Fortunately, there is financing available from auto manufacturers’ credit departments, banks, credit unions, or other sources. With a down payment, you can finance the rest of the cost of the car, borrowing the money and paying it back in monthly installments. Naturally, any lender is going to make a profit and so they charge interest. You will come across the term “APR”. What does it mean and how does it affect your car loan?
APR Defined
APR stands for annual percentage rate. If you are looking for a new Honda for sale and will be financing it, there are charges that go along with the loan.
All loans have interest which is a percentage of the total amount borrowed that is paid back with the principal. APR is the total of the interest plus any fees associated with the loan per year. How much these charges will be depends on several factors unique to your situation.
Credit Score
Your credit score plays a major role in your APR or just being approved for a loan. It is a number between 450 and 850 that represents your credit history, if any. It is impacted by the amount of debt you currently have, whether you are making timely payments, and the age of your credit accounts.
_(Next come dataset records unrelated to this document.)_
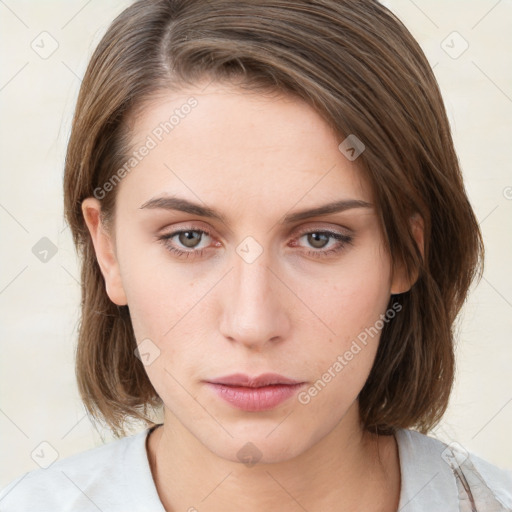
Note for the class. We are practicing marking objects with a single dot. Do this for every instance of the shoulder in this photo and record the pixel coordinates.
(111, 477)
(446, 475)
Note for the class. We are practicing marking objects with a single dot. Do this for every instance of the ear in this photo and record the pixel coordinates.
(105, 250)
(401, 283)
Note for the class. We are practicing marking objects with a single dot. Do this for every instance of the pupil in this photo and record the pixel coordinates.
(188, 238)
(318, 240)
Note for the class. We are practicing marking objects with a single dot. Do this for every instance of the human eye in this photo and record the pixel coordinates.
(186, 242)
(320, 240)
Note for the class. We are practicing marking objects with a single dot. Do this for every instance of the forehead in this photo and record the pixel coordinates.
(223, 142)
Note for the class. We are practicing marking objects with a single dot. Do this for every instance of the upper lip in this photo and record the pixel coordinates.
(265, 379)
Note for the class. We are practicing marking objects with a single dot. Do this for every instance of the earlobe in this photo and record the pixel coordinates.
(401, 282)
(105, 251)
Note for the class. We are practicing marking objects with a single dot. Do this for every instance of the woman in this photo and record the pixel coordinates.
(276, 242)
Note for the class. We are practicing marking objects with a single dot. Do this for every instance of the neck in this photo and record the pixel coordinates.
(348, 469)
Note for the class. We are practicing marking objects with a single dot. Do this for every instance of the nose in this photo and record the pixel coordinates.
(254, 305)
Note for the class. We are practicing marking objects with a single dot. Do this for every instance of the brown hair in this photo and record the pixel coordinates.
(363, 72)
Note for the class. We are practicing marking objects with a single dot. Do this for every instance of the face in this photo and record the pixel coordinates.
(245, 282)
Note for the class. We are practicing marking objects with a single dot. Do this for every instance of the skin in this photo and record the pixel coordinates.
(254, 158)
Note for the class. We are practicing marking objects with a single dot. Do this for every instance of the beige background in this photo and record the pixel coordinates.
(39, 300)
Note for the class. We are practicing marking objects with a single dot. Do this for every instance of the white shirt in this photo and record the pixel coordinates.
(116, 477)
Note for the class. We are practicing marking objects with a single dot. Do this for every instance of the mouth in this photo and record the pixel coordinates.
(254, 394)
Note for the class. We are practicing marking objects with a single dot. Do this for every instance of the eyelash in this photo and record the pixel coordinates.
(343, 240)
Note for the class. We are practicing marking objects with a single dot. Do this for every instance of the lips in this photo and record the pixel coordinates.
(255, 394)
(266, 379)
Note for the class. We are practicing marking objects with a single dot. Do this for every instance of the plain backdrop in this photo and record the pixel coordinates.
(44, 52)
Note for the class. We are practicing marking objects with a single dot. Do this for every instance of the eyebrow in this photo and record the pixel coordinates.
(186, 206)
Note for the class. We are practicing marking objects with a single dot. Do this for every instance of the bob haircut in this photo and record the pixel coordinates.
(362, 71)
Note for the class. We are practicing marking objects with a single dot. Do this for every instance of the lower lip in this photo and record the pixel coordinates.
(255, 399)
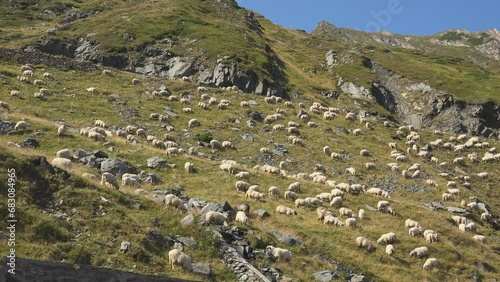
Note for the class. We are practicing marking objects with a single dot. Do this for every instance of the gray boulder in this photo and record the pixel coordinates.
(116, 166)
(156, 162)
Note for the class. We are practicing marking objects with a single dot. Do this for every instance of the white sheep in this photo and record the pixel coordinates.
(274, 191)
(420, 252)
(177, 257)
(21, 125)
(365, 243)
(61, 163)
(189, 167)
(430, 263)
(279, 253)
(415, 231)
(193, 122)
(290, 195)
(241, 217)
(389, 249)
(243, 175)
(387, 238)
(295, 187)
(350, 222)
(411, 223)
(285, 210)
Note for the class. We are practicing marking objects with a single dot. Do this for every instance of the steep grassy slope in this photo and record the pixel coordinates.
(119, 103)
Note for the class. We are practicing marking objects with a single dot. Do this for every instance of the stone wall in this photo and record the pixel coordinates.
(35, 270)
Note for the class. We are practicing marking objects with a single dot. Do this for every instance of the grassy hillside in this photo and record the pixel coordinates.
(119, 103)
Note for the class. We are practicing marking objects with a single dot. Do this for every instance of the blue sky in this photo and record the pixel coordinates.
(419, 17)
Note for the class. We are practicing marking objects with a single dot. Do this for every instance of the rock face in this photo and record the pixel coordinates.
(33, 270)
(421, 105)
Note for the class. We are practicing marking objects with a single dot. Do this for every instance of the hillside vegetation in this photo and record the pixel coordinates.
(64, 216)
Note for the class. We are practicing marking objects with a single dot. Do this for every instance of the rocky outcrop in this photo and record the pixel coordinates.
(421, 105)
(34, 270)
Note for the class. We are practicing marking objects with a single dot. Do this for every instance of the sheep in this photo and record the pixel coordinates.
(189, 167)
(350, 222)
(387, 238)
(415, 231)
(365, 243)
(389, 249)
(21, 125)
(411, 223)
(285, 210)
(459, 219)
(229, 167)
(177, 257)
(420, 252)
(241, 186)
(274, 191)
(336, 202)
(430, 236)
(279, 253)
(241, 217)
(345, 211)
(381, 205)
(362, 214)
(430, 263)
(290, 195)
(109, 179)
(351, 170)
(254, 195)
(244, 207)
(193, 122)
(61, 163)
(479, 238)
(295, 187)
(64, 153)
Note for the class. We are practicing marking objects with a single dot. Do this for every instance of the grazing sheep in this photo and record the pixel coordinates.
(430, 263)
(109, 179)
(242, 218)
(285, 210)
(350, 222)
(61, 163)
(411, 223)
(21, 125)
(345, 211)
(351, 170)
(420, 252)
(189, 167)
(274, 191)
(387, 238)
(64, 153)
(243, 175)
(279, 253)
(479, 238)
(290, 195)
(177, 257)
(389, 249)
(415, 231)
(365, 243)
(193, 122)
(295, 187)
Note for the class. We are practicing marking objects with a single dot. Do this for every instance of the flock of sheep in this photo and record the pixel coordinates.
(295, 194)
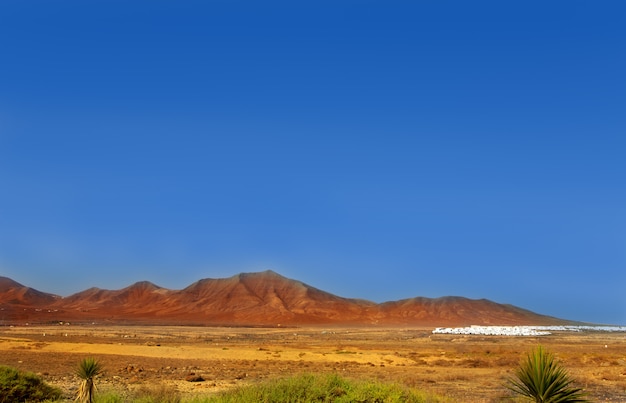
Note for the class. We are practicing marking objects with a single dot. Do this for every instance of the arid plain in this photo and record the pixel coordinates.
(463, 368)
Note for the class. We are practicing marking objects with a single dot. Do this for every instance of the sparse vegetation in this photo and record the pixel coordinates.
(324, 388)
(307, 388)
(19, 386)
(540, 378)
(87, 370)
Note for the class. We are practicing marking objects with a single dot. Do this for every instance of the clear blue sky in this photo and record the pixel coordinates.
(377, 150)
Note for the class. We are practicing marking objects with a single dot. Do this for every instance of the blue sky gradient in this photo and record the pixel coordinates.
(377, 150)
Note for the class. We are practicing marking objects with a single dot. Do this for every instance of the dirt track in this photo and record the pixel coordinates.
(465, 368)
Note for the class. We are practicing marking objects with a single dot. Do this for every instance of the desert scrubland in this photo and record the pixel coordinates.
(466, 368)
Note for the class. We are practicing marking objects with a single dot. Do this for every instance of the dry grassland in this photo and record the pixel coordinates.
(464, 368)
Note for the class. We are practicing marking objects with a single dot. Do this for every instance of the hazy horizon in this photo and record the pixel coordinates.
(379, 151)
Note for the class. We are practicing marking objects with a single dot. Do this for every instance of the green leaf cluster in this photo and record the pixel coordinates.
(19, 386)
(542, 379)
A high credit score means you are a low risk for lenders and will get you lower interest and APRs on loans. People whose credit score reflects greater risk will pay higher rates because the lender is taking a bigger chance of being repaid in full.
Credit Score Classifications
Credit scores are classified by the range the number sits in.
· Excellent – 750-850
· Good – 700-749
· Fair – 650-699
· Poor – 450-649
Taking the time to build a solid credit score improves your chances of getting a loan as well as a lower APR.
Advantage of a Low APR
A low APR means a lower total cost of a new car purchase than a higher one. Your interest and fees will be less which makes for a lower monthly payment. You may also be able to pay off the loan early, which will save you money on interest. A loan with a shorter term also saves money because you will be paying interest over a shorter period of time.
Down Payment
Many loans require that you put a down payment on the car you are buying. It’s a good idea to make as big a down payment as you can comfortably afford. You won’t have to borrow as much which makes your monthly payment lower and your APR may be less because the lender isn’t risking as much money.
Check APR When Shopping
When looking for a new car that you plan to finance, shop around for the best APR as well as the best car. It’s always good to save money and APR has a big impact.